Pour François Grin, la Francophonie souffre d’initiatives à deux vitesses, où « l’on appui[et] en même temps sur le frein et l’accélérateur. » (2022, p. 19) La cohérence interne est pointée du doigt. En cause, le décalage « entre des objectifs hautement professés et une réalité qui ne va pas toujours dans le sens proclamé » (Ibid., p. 29). Une faiblesse pragmatique qui peut se résorber, à condition de mettre l’accent sur la planification linguistique plutôt que sur le champ discursif :

[…] une fois qu’on a énoncé des principes très généraux – et ça Macron l’a fait –, il faut veiller à ce qu’à un niveau un peu plus précis, un peu plus terre-à-terre, il y ait cohérence avec ces principes hautement proclamés. À partir du moment où l’on veille à cette cohérence, les choses se mettent en place. On voit où sont les contraintes et ce qu’il faut négocier avec d’autres. (Ibid., p. 30)

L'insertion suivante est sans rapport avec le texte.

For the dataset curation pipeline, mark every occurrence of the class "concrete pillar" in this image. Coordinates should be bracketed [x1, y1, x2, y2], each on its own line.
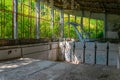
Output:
[60, 10, 64, 38]
[81, 10, 84, 30]
[13, 0, 18, 39]
[89, 12, 91, 38]
[50, 0, 54, 39]
[96, 19, 98, 38]
[81, 10, 84, 38]
[68, 14, 70, 38]
[104, 13, 107, 38]
[117, 47, 120, 69]
[75, 16, 77, 38]
[35, 0, 40, 39]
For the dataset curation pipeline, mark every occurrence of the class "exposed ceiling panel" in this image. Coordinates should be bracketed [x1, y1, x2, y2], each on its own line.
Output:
[43, 0, 120, 15]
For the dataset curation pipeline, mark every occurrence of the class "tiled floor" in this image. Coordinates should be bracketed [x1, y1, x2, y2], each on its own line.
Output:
[0, 58, 120, 80]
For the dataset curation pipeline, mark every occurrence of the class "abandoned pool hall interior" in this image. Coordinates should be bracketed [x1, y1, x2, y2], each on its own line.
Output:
[0, 0, 120, 80]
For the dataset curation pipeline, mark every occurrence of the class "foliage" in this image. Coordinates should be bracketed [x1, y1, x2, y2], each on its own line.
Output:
[0, 0, 104, 39]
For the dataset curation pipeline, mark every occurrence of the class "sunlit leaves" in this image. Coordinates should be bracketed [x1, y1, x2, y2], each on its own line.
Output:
[0, 0, 104, 39]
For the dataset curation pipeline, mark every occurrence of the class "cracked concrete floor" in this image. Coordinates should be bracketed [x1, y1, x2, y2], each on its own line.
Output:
[0, 58, 120, 80]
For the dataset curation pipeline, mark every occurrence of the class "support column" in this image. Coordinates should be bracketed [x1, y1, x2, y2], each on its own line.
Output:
[104, 12, 107, 38]
[35, 0, 40, 39]
[75, 16, 77, 38]
[60, 10, 64, 38]
[81, 10, 84, 30]
[96, 19, 98, 38]
[117, 47, 120, 69]
[68, 14, 70, 38]
[50, 0, 54, 39]
[81, 10, 84, 37]
[13, 0, 18, 39]
[89, 12, 91, 38]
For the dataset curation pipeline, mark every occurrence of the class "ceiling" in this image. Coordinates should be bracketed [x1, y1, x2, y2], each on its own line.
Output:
[43, 0, 120, 15]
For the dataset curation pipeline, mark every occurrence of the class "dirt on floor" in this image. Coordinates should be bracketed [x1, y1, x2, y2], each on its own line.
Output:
[0, 58, 120, 80]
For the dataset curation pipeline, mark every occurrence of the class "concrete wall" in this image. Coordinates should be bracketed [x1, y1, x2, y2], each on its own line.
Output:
[0, 42, 59, 61]
[23, 44, 50, 60]
[0, 47, 21, 60]
[59, 41, 119, 66]
[0, 41, 119, 67]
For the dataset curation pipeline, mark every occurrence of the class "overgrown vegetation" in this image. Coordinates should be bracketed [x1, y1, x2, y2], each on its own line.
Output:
[0, 0, 104, 39]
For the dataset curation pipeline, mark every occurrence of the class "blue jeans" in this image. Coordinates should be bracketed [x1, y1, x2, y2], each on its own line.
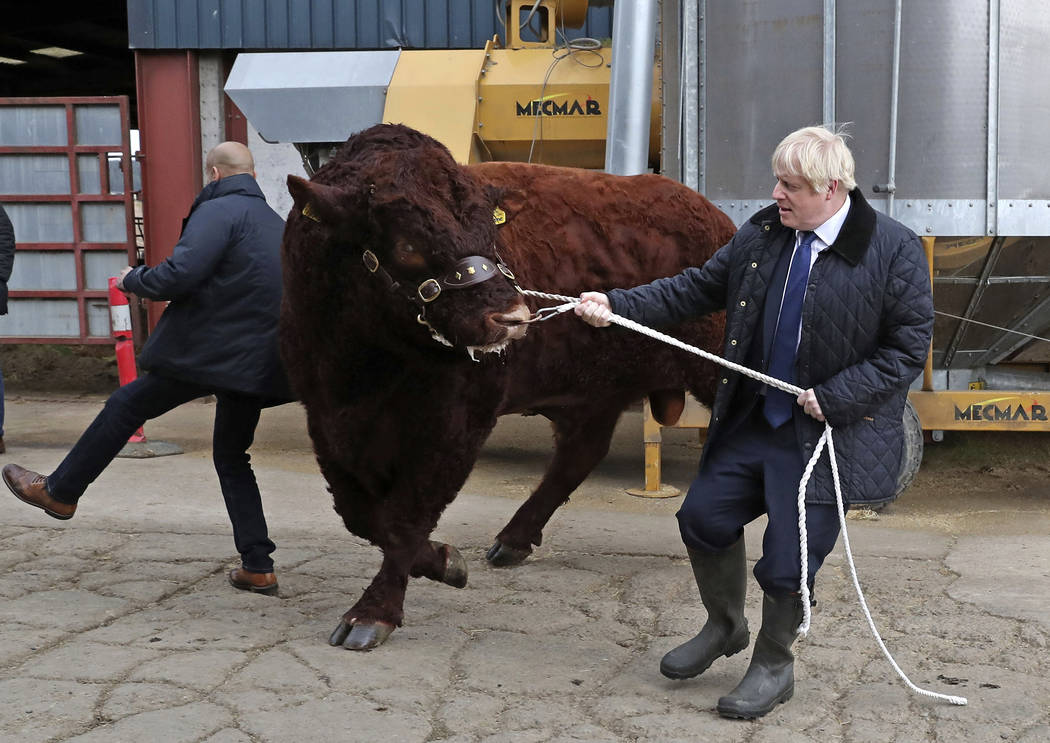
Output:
[677, 408, 841, 596]
[47, 372, 280, 573]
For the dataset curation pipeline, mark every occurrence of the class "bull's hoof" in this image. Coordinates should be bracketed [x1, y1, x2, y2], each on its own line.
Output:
[442, 544, 468, 588]
[485, 540, 532, 567]
[328, 619, 395, 651]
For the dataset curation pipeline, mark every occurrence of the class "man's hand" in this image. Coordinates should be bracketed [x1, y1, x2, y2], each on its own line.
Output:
[116, 266, 134, 291]
[575, 291, 613, 328]
[797, 388, 825, 422]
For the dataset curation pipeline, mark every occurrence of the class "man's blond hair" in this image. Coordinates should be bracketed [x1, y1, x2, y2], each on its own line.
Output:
[772, 125, 856, 193]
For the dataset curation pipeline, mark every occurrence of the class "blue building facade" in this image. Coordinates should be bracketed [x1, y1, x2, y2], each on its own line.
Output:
[127, 0, 613, 50]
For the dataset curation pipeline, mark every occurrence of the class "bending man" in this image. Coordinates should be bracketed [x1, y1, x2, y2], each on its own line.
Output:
[3, 142, 291, 595]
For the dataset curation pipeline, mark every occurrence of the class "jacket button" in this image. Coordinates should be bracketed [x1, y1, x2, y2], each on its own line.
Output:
[739, 300, 746, 307]
[721, 378, 728, 384]
[751, 262, 758, 268]
[804, 442, 813, 450]
[730, 339, 737, 346]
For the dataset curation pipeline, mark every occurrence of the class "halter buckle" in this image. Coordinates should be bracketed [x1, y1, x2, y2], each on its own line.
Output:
[362, 250, 380, 273]
[417, 279, 442, 303]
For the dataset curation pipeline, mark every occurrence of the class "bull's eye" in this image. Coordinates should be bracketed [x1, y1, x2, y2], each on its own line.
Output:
[392, 241, 428, 272]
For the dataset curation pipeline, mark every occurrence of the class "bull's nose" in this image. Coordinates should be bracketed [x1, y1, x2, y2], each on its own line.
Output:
[491, 302, 531, 340]
[492, 302, 531, 325]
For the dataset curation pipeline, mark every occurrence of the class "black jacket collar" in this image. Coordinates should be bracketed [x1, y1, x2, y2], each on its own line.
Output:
[749, 188, 877, 266]
[182, 173, 265, 235]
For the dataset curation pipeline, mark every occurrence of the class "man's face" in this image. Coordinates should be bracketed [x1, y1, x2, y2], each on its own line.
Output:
[772, 173, 838, 231]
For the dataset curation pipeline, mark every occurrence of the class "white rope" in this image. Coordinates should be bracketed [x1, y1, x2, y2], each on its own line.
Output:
[521, 288, 967, 706]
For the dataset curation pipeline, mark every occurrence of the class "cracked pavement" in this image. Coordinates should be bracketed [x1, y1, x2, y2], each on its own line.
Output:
[0, 394, 1048, 742]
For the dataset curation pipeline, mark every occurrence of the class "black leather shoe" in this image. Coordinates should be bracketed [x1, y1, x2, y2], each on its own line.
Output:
[228, 567, 278, 595]
[3, 463, 76, 520]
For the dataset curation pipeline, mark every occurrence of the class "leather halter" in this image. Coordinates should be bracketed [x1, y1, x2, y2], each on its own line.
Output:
[361, 248, 521, 311]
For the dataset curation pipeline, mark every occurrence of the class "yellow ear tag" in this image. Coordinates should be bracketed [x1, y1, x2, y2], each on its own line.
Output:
[302, 203, 321, 222]
[492, 206, 506, 225]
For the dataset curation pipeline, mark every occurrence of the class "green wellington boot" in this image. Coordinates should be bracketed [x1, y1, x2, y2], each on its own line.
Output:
[716, 592, 805, 719]
[660, 537, 749, 680]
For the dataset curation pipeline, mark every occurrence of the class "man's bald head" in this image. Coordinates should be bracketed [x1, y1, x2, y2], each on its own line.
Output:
[206, 141, 254, 180]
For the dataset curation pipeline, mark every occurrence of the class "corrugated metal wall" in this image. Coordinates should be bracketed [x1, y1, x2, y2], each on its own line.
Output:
[127, 0, 613, 50]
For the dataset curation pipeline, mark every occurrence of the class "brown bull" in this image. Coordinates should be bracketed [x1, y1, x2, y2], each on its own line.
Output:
[281, 123, 735, 650]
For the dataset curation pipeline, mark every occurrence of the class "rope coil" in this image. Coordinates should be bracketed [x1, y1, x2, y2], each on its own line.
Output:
[522, 288, 967, 707]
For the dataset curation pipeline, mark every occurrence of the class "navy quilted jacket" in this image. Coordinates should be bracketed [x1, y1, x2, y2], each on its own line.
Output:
[122, 174, 292, 400]
[608, 190, 933, 506]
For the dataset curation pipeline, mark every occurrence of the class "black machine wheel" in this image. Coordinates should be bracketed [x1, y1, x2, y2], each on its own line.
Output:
[895, 397, 924, 497]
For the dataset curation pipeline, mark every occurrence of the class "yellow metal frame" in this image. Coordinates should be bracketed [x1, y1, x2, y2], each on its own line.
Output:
[907, 234, 1050, 432]
[633, 394, 710, 496]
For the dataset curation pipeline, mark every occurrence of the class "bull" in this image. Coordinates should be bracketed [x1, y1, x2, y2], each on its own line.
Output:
[281, 123, 735, 650]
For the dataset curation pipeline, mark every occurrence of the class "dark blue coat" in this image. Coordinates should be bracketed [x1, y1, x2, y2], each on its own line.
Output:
[608, 190, 933, 506]
[122, 174, 291, 400]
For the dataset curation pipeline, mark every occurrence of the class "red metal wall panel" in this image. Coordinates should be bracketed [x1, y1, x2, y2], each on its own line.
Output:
[134, 50, 202, 329]
[223, 53, 249, 145]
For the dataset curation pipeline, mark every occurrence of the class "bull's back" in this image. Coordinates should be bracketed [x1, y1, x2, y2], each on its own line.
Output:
[469, 161, 735, 295]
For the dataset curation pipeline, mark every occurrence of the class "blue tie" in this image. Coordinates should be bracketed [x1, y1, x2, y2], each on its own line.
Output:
[763, 231, 817, 428]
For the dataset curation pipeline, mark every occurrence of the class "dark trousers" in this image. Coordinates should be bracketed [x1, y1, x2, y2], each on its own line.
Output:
[47, 372, 278, 573]
[676, 408, 840, 596]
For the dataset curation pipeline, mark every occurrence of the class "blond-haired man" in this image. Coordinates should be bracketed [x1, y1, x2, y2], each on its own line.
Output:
[576, 125, 933, 717]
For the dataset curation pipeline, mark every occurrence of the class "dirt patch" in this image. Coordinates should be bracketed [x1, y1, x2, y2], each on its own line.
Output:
[0, 344, 120, 394]
[880, 430, 1050, 535]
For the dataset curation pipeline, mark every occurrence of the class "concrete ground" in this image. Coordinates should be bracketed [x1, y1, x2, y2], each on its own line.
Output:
[0, 393, 1048, 742]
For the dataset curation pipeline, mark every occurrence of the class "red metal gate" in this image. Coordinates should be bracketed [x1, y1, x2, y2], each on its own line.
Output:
[0, 96, 136, 344]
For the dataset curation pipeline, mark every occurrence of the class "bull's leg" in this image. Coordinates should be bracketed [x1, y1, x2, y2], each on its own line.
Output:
[409, 540, 468, 589]
[328, 546, 415, 651]
[324, 416, 496, 649]
[487, 404, 624, 566]
[329, 534, 472, 651]
[328, 537, 469, 651]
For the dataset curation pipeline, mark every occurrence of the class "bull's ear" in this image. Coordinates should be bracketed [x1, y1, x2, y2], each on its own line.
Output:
[286, 175, 362, 226]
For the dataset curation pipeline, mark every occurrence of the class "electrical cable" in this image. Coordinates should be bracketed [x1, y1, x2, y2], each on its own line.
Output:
[527, 4, 605, 163]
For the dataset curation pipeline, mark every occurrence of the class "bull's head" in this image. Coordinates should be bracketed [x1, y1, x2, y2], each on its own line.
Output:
[285, 125, 530, 360]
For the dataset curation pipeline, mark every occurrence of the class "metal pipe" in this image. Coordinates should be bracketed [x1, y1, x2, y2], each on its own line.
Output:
[922, 236, 934, 391]
[660, 0, 682, 183]
[885, 0, 903, 216]
[605, 0, 659, 175]
[679, 0, 702, 192]
[696, 0, 706, 193]
[975, 367, 1050, 392]
[985, 0, 1001, 236]
[934, 276, 1050, 285]
[822, 0, 836, 127]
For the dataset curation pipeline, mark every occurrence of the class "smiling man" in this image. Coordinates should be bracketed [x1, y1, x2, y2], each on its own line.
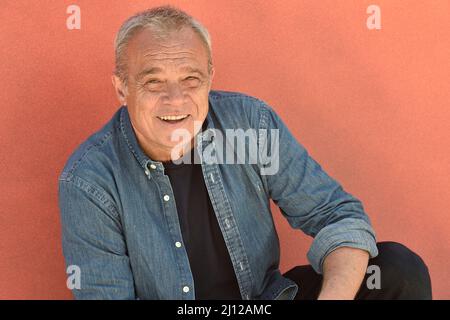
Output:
[58, 5, 431, 300]
[113, 23, 212, 162]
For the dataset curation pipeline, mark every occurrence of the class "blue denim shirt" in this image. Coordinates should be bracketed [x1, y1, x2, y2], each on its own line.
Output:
[58, 90, 378, 300]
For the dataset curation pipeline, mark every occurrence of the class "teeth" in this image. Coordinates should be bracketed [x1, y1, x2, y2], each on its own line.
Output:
[158, 115, 188, 121]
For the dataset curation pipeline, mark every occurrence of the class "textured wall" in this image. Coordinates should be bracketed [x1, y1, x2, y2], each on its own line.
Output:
[0, 0, 448, 299]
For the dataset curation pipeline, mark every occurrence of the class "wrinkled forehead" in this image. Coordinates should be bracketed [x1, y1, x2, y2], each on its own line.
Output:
[134, 26, 198, 49]
[126, 27, 209, 74]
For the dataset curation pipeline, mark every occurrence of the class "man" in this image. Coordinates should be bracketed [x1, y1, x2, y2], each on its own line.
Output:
[58, 6, 431, 300]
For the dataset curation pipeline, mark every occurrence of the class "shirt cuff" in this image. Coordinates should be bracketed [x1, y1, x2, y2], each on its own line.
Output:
[307, 218, 379, 274]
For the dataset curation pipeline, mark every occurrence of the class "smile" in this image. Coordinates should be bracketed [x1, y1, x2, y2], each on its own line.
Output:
[157, 114, 189, 121]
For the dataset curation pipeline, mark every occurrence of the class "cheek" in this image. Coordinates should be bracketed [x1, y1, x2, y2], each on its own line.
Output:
[192, 93, 209, 117]
[200, 98, 210, 119]
[135, 91, 160, 113]
[131, 99, 160, 130]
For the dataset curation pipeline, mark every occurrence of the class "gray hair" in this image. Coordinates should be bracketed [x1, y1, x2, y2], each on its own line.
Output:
[114, 5, 213, 85]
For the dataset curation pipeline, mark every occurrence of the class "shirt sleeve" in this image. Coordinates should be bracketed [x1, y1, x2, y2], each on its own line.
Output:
[58, 175, 136, 299]
[258, 102, 378, 274]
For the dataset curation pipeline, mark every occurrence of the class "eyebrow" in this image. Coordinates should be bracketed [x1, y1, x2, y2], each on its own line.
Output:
[136, 67, 163, 80]
[180, 66, 206, 77]
[136, 66, 206, 80]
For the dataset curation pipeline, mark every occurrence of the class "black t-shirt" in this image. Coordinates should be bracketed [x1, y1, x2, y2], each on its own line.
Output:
[162, 148, 242, 300]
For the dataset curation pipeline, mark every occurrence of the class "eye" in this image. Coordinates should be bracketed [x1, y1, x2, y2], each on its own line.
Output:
[146, 79, 162, 84]
[143, 79, 165, 91]
[183, 76, 201, 87]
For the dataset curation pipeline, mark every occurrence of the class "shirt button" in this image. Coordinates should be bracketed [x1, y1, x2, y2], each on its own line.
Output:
[175, 241, 182, 248]
[163, 195, 170, 202]
[149, 164, 157, 170]
[182, 286, 190, 293]
[144, 170, 150, 176]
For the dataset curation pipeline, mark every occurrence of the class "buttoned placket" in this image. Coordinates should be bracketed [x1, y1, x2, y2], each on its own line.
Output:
[139, 128, 254, 300]
[143, 160, 196, 300]
[197, 131, 254, 300]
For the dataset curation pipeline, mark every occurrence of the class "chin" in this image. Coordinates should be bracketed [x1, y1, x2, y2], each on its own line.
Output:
[162, 132, 194, 149]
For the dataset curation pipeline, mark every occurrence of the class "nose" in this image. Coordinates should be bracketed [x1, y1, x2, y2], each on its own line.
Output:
[163, 82, 185, 107]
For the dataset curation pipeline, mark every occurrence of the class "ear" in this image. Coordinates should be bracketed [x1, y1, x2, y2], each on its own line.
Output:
[111, 75, 128, 106]
[208, 66, 215, 89]
[210, 66, 215, 81]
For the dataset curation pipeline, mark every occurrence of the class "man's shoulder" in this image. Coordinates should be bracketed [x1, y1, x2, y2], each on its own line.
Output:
[209, 89, 268, 106]
[59, 108, 123, 183]
[208, 90, 272, 127]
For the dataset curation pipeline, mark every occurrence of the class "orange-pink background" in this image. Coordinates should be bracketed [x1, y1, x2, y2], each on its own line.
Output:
[0, 0, 448, 299]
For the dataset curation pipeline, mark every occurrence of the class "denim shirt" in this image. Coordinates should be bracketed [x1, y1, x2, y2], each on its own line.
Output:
[58, 90, 378, 300]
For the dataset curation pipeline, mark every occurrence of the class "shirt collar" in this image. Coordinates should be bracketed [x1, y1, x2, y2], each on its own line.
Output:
[119, 98, 216, 173]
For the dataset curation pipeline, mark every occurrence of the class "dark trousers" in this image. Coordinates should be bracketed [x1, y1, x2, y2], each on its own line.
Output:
[282, 242, 432, 300]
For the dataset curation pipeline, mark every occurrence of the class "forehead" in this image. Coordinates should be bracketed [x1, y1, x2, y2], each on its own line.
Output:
[126, 26, 208, 73]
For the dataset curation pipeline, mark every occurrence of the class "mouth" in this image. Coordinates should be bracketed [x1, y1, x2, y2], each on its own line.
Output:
[157, 114, 190, 125]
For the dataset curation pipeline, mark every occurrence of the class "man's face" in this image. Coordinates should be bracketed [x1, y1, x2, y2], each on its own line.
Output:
[113, 27, 214, 161]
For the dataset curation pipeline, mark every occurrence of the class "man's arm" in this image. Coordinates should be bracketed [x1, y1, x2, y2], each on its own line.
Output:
[58, 175, 136, 299]
[258, 101, 378, 296]
[318, 247, 369, 299]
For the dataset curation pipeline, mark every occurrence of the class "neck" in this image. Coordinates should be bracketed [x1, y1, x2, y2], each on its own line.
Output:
[137, 135, 196, 163]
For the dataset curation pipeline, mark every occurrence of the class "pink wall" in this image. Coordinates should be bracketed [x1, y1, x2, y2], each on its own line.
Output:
[0, 0, 448, 299]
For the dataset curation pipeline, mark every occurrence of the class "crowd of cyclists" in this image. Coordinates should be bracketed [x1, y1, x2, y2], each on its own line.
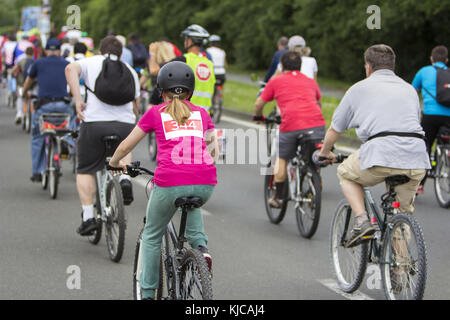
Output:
[1, 20, 449, 300]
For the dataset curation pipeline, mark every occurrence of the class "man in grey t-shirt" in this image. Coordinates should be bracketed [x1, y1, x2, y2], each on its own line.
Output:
[319, 44, 430, 246]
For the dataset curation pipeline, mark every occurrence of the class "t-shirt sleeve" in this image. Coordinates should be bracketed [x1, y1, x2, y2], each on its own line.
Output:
[137, 107, 157, 133]
[28, 60, 38, 78]
[331, 88, 354, 133]
[411, 69, 423, 90]
[313, 58, 318, 73]
[260, 79, 276, 102]
[203, 108, 215, 131]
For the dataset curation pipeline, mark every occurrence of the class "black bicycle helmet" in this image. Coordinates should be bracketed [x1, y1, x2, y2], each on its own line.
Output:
[157, 61, 195, 94]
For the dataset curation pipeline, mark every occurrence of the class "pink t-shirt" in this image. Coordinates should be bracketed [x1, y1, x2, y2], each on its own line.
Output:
[137, 101, 217, 187]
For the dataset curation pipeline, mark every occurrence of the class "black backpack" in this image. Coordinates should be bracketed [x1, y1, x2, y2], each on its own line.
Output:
[86, 55, 136, 106]
[423, 66, 450, 107]
[128, 43, 148, 68]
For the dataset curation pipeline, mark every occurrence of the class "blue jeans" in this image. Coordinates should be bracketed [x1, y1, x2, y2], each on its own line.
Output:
[31, 101, 74, 175]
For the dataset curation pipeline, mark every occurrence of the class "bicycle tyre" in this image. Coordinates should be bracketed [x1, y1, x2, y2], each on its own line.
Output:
[22, 102, 27, 131]
[295, 165, 322, 239]
[380, 213, 427, 300]
[264, 170, 288, 224]
[211, 95, 223, 124]
[25, 104, 32, 134]
[132, 226, 164, 300]
[330, 199, 369, 293]
[42, 138, 50, 190]
[179, 248, 213, 300]
[159, 225, 178, 300]
[434, 149, 450, 208]
[49, 138, 59, 200]
[88, 187, 103, 245]
[105, 178, 126, 263]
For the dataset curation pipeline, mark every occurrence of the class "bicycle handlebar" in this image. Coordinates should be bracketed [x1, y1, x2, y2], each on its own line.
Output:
[253, 115, 282, 125]
[107, 161, 155, 178]
[317, 154, 348, 164]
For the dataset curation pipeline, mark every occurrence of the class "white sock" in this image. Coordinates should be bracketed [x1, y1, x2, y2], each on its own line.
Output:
[82, 205, 94, 222]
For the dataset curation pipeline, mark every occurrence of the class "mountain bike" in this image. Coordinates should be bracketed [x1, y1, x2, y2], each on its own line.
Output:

Pour Francard, la place accordée aux éléments de langage est spécifique à la France. Les « prises de position officielles » étant davantage respectées contrairement à la Belgique, où le discours médiatique bénéficie d’une forte résonance : « Je constate que le lobbying de l’Académie française a un poids absolument incroyable, qui est étonnant. Vous fonctionnez manifestement à coups d’injonctions officielles. » (2022, p. 130)

Klinkenberg relève également le « double discours chez un grand nombre de responsables politiques français » (2022, p. 37). Une idée de la francophonie dichotome qui s’explique de nouveau par la fidélité au modèle linguistique centraliste. Malgré l’institution du DDF, la binarité inhérente à la Stratégie internationale pour la langue française et le plurilinguisme relègue la lutte pour la diversité à une diplomatie de façade :

Ils tiennent officiellement le discours d’une francophonie pluricentrée, colorée, africaine, – parce qu’on ne peut tenir un autre discours sans être taxé de colonialiste –, mais continuent quand même dans le fond de leur conscience à penser que le français est la chose de la France. (Idem)

Une piste de réflexion à explorer est le rapport entretenu à la langue anglaise. Lors de son discours à Ouagadougou, Emmanuel Macron déclare vouloir concurrencer la langue « rivale principale qui est l’anglais » (2017). Selon Philippe Blanchet, la défense d’un français pluriel correspond davantage à une stratégie de lutte contre « le monolinguisme anglais international » (2022, p. 113) qu’à une revendication sociolinguistique. Une préoccupation davantage économique, pour reprendre la grille de lecture établie par Calvet (1999).